Проходили дни. Прекрасный город Пекин был уже построен. И вдруг однажды на рассвете все услышали громкие звуки набата. Это гудел колокол. Никто не ударял в него, но голос колокола достигал границ Китая на севере и юге, западе и востоке. И сердца людей, услышавших этот голос, становились мужественными и отважными. Руки мужчин тянулись к оружию, подростки обретали храбрость зрелых мужчин, мужчины становились мудрыми, как старцы.
Когда враг под звуки набата ворвался в Китай, навстречу ему поднялся весь народ. И воины-китайцы не знали в бою ни усталости, ни страха, потому что они слышали гневные звуки набата. И в набате том звучал призывный голос девушки Сяо Лин.
Чужеземцы были разбиты. Тела их заросли жгучей крапивой, а имена стерлись из людской памяти.
Пусть никто из вас не подумает, что это сказка. Нет! Так было и так будет: в сердце народа всегда звучит голос тех, кто умер за счастье родной земли.
Ивовая дудочка На юге Кореи стоит посреди моря небольшой остров, недаром называют его Черепаший остров — Кобуксон. С виду он напоминает панцирь черепахи. Сохранилась по сей день на острове ивовая роща, летом туда прилетают иволги, и тогда весь остров оглашается звуками их песен, так похожих на заливчатые трели ивовой дудочки. Послушать пенье птиц приходят старики, рассаживаются под раскидистыми ивами и рассказывают друг другу сказки.
Вот одна из них.
Давным-давно это началось, когда раскидистые ивы были совсем маленькими: днем ивовые листочки съеживались и желтели. А как только наступала ночь и выпадала роса, оживали и вновь становились зелеными. Никак не могли жители острова взять в толк, что за диво такое. Тайна происходящего была известна только старому рыбаку. Не один век прожил он на острове. Ни сына у него не было, ни дочери, только жена-старуха. Жили они в мире и согласии. Рыбацкая лодка да рваные снасти — вот и все их богатство. Сгорбился от старости рыбак, глухой стал. Говорят ему, а он не слышит. Вместо ответа руками машет. Как у него узнать тайну раскидистых ив?

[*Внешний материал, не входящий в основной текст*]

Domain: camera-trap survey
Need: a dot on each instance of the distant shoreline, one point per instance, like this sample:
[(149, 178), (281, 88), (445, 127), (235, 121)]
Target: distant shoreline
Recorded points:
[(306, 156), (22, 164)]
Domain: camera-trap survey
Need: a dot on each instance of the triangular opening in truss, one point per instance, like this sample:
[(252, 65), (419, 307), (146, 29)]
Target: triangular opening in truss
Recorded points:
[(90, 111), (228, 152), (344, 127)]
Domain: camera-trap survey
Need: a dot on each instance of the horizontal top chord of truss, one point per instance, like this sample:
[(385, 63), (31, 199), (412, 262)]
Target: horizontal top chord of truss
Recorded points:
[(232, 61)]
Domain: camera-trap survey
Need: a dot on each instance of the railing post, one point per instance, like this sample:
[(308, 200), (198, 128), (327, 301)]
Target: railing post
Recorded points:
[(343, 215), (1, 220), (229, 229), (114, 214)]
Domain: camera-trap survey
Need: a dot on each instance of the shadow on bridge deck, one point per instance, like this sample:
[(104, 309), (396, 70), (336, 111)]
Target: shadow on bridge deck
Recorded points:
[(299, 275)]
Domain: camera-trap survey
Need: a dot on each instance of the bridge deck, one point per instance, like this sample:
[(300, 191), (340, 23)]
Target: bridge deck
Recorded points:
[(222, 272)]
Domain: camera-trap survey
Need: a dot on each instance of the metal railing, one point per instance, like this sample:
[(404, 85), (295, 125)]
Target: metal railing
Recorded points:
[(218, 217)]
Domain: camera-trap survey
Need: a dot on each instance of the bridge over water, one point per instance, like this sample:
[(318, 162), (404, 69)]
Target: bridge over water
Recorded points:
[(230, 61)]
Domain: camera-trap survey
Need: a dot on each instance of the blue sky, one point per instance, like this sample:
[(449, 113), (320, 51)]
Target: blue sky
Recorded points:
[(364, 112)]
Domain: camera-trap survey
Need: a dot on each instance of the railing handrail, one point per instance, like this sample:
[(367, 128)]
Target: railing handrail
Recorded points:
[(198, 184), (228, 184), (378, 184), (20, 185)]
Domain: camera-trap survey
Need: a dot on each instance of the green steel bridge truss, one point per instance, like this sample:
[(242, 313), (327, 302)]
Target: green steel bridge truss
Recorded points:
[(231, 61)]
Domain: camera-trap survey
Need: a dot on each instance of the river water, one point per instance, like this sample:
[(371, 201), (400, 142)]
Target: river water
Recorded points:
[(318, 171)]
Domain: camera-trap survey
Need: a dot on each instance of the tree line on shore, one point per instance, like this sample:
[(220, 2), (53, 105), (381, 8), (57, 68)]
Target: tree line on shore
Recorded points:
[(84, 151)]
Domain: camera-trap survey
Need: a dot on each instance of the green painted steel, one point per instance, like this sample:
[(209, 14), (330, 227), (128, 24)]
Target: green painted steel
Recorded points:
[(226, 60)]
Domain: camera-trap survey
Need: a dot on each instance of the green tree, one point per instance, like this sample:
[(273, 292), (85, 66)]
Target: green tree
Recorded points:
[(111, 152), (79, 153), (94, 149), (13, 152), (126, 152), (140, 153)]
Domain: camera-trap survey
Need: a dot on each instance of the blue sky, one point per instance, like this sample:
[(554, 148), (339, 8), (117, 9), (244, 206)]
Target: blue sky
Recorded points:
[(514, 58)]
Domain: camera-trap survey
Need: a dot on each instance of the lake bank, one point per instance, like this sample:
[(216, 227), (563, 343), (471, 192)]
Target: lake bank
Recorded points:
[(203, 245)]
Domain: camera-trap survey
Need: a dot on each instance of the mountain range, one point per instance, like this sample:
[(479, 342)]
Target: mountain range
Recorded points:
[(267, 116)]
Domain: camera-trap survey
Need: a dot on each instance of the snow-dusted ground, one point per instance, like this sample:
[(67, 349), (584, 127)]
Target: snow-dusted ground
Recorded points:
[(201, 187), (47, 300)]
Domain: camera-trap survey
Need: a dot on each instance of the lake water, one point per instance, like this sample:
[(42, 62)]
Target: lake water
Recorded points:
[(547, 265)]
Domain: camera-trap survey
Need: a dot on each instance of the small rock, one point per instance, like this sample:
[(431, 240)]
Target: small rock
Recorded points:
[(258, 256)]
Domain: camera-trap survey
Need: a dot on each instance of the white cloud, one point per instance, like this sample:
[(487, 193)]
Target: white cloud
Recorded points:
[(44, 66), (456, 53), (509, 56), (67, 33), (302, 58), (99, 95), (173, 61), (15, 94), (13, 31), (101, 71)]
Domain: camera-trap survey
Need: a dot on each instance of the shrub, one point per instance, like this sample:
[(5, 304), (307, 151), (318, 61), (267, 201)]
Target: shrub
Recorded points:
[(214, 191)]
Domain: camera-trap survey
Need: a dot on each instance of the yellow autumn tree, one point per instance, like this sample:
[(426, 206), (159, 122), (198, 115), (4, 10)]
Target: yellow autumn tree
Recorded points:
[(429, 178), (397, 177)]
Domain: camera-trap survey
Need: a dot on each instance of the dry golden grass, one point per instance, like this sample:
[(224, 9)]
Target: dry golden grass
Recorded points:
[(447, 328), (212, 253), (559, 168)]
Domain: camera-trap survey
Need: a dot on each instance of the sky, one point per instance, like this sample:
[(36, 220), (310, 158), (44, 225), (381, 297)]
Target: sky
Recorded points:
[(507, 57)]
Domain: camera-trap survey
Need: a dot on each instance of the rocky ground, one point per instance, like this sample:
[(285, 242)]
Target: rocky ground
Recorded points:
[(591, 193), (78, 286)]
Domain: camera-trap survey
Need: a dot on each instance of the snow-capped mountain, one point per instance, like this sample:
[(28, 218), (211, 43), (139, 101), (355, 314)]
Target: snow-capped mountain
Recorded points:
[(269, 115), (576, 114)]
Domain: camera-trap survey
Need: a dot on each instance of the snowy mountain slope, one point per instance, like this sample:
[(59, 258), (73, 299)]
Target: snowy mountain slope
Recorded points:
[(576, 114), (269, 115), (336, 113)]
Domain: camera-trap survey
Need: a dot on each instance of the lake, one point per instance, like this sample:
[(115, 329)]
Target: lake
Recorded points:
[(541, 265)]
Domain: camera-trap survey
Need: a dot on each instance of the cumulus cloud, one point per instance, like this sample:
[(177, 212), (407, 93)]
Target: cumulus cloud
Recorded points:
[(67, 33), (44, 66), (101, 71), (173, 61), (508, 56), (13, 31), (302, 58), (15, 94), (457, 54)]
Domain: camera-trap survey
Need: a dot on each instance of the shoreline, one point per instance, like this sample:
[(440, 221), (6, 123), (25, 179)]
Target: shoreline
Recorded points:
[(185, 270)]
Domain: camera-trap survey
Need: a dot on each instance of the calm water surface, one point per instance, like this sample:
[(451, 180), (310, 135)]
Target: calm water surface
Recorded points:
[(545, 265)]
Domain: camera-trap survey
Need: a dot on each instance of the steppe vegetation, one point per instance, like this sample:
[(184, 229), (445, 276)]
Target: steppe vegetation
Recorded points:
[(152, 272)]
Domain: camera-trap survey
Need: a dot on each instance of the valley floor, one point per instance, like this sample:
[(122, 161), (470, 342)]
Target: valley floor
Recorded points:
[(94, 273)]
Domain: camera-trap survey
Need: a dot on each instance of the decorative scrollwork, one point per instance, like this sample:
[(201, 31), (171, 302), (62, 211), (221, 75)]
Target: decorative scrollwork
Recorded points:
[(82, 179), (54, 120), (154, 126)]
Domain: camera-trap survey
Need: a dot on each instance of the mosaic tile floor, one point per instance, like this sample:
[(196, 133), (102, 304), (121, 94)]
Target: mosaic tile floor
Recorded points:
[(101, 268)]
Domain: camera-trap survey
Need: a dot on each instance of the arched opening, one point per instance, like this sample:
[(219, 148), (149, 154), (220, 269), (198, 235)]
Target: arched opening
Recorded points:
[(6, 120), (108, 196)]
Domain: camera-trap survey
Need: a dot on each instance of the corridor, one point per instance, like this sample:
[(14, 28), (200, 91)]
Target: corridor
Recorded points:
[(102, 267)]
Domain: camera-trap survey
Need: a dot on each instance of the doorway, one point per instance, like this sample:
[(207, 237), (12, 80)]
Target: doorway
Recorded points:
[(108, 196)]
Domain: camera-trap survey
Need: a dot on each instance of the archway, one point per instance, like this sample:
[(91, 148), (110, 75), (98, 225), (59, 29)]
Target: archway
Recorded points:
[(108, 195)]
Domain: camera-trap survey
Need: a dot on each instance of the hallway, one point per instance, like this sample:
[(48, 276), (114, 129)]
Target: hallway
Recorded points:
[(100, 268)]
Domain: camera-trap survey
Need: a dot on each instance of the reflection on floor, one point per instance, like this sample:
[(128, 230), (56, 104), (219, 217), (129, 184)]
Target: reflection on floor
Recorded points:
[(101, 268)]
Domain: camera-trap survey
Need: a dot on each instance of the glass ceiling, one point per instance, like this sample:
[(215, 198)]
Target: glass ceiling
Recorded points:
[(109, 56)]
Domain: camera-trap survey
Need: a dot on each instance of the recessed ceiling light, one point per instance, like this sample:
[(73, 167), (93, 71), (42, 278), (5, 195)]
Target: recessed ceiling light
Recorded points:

Но вот однажды прибыл в уездный город новый правитель. Услышал о чуде, позвал старика рыбака. Залатал старик свою старую и без того латаную-перелатаную одежонку и пошел к правителю. Увидел правитель старика, усы погладил и говорит:
— Слышал я, что ведома тебе тайна ивовой рощи на Черепашьем острове. Открой мне ее!
Склонил старик голову и отвечает:
— Еще в детстве дед мой рассказывал об ивовой роще. Все, что он рассказал, вам поведаю.
Уселся рыбак поудобнее, рассказывать стал.
«Давным-давно на том месте, где сейчас ивовая роща, была могила одного смелого юноши. Рассказывают, что напали однажды на остров наш чужеземцы.
Храбро сражались жители острова, но силы были неравные — врагов больше. Погибли в том бою все воины острова, один только юноша уцелел. Весь в ранах, он продолжал биться с врагами. Но вот и он пал, сраженный вражеским мечом. Сбежались к нему все девушки острова. Оплакали смерть храброго юноши, могилу выкопали, за надгробной плитой пошли. Вернулись — а на месте могилы густо ивы разрослись. Стали искать, где же могила, но ее и следов не осталось. С тех пор вечерами, когда ветер шумел в кронах деревьев, казалось, что кто-то невидимый жалобно стонет. Вскричала тут одна из девушек:
— О, горе мне, как же теперь отыскать могилу любимого?! — Дудочку сделала и заиграла, а после и говорит:
— Только бы увидеть мне могилу любимого, не было бы на свете меня счастливее!
Только произнесла она эти слова, как ветер налетел, раздвинул деревья. Смотрит девушка — перед ней тропинка. Побежала девушка по тропинке, нашла могилу любимого. Положили люди на могилу надгробную плиту, назад пошли. Вышли на поляну, тропинки — как не бывало: только ивы на ветру качаются.
Вскорости снова напали чужеземцы на остров. А там ни одного молодого воина нет. Старики да женщины. Вышли они на бой, у кого в руке копье, у кого нож кухонный. Разве устоять им перед врагами?! Стали чужеземцы на остров высаживаться. А в это время та самая девушка, что на дудочке играла, побежала в ивовую рощу, ветку ивовую сорвала, опять дудочку сделала. Дует в дудочку и кричит что есть мочи:
— Эй вы, пираты морские, грабители, прочь с нашего острова!
Тут как налетит ветер — всех чужеземцев в один миг в море сдул! Разбушевалось море, накрыло волнами пиратов, утонули все они.
Удивительная та дудочка. Для добрых и честных — волшебная. Для алчных и злых — простая свистулька».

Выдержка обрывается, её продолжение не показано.